Differentiating decisions finding liability under 42 USC §1983 for federal civil rights violations based on a “state-created danger theory,” Edmon said those cases did involve “affirmative conduct.” She elaborated:
“When Sophia approached the officers at the 7-Eleven, she was already ‘distraught, shaken, disoriented, and intoxicated.’ Her physical condition and location were unchanged when she walked away from the officers a short time later; unlike the cited cases, the officers neither moved her to different location nor deprived her of the assistance of family or friends. In short, while the officers did not improve Sophia’s circumstances, neither did they make them worse. Under the authority discussed above, therefore, the officers’ actions did not give rise to a Fourteenth Amendment substantive due process claim.”
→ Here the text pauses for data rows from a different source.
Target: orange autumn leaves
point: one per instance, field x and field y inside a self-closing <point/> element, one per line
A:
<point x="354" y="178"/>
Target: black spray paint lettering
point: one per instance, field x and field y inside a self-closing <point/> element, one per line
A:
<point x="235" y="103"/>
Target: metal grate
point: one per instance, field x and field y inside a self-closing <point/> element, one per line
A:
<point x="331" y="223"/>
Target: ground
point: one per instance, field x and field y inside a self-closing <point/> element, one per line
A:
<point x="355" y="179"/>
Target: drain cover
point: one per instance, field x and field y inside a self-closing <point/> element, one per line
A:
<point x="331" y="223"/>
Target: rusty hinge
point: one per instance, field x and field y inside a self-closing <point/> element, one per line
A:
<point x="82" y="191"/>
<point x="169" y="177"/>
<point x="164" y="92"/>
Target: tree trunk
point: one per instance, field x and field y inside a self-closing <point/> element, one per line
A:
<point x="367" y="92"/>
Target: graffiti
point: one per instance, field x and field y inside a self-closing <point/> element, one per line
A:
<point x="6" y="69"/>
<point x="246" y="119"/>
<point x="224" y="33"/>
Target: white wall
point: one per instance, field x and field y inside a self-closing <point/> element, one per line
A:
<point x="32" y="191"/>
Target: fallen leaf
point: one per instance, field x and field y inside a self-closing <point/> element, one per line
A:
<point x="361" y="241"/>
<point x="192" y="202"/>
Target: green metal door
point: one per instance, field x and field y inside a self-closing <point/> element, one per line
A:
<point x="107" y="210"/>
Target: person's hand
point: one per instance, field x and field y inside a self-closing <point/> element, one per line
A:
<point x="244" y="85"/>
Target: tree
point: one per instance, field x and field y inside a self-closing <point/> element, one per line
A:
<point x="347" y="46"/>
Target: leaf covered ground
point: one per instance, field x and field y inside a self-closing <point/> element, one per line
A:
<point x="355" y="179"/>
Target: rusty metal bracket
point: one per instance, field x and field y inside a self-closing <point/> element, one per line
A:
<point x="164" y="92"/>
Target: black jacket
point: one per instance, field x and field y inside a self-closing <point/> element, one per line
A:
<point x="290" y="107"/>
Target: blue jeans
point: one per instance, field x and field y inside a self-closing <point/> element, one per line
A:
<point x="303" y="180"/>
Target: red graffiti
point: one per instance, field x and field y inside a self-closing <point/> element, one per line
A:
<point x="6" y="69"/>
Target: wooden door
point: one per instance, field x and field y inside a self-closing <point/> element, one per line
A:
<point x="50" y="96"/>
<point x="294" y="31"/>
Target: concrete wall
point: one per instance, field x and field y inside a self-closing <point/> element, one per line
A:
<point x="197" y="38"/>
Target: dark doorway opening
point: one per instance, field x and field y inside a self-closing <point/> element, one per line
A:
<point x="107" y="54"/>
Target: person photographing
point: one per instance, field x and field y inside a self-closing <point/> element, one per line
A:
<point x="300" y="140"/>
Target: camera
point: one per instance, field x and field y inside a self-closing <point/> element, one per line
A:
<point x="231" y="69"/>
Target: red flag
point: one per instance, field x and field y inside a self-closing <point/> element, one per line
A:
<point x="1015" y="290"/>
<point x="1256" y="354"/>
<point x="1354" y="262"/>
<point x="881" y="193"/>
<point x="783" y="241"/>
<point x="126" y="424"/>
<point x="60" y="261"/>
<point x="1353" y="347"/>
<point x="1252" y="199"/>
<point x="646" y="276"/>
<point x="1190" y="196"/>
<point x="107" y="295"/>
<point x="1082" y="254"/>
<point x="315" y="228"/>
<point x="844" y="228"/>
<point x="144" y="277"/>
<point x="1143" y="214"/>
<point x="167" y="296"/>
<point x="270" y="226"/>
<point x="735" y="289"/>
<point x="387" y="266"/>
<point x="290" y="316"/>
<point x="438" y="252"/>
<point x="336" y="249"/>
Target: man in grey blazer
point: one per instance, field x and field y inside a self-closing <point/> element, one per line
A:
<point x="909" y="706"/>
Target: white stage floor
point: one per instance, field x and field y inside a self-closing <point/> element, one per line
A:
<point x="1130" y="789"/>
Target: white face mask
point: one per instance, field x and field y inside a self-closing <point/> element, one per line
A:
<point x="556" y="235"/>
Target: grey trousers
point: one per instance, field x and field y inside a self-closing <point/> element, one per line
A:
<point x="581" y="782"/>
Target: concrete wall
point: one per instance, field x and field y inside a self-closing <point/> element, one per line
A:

Edmon said that previous cases have held: that police officers do not have a duty, on which a negligence action may be premised, to take an inebriated person into civil or criminal custody.” It has also been decided, she noted, that “minors have no greater right than adults to sue public officials for failing to protect them from the consequences of their own intoxication.”
Klein said in her concurring opinion:
“Given the present state of the law, the decedent’s parents cannot state a cause of action in tort against the two California Highway Patrol (CHP) officers and the State of California. Nonetheless, this court’s affirmance should not be construed as condoning the conduct of the CHP officers in this fact situation. A modicum of common sense could have prevented this tragedy. Taking as true the allegations of the complaint, reasonable law enforcement officers would have detained this obviously intoxicated juvenile, placed her in the back seat of their vehicle, and taken her into civil protective custody. Instead, they did nothing. As a result, a young life met a tragic ending and a family is devastated.
“Hopefully, one day the Legislature will see fit to heighten the duty of law enforcement in such circumstances. Until then, one can only rely on the conscience of individual officers as they perform their duties.”
The case is Esmaili v. California, B246247.
Mark S. Eisenberg of the West Los Angeles law firm of Eisenberg & Associates and Daniel C. Leib of the Beverly Hills-based Leib Law Corporation argued for the parents. Deputy Attorney General Sandra I. Barrientos represented the state.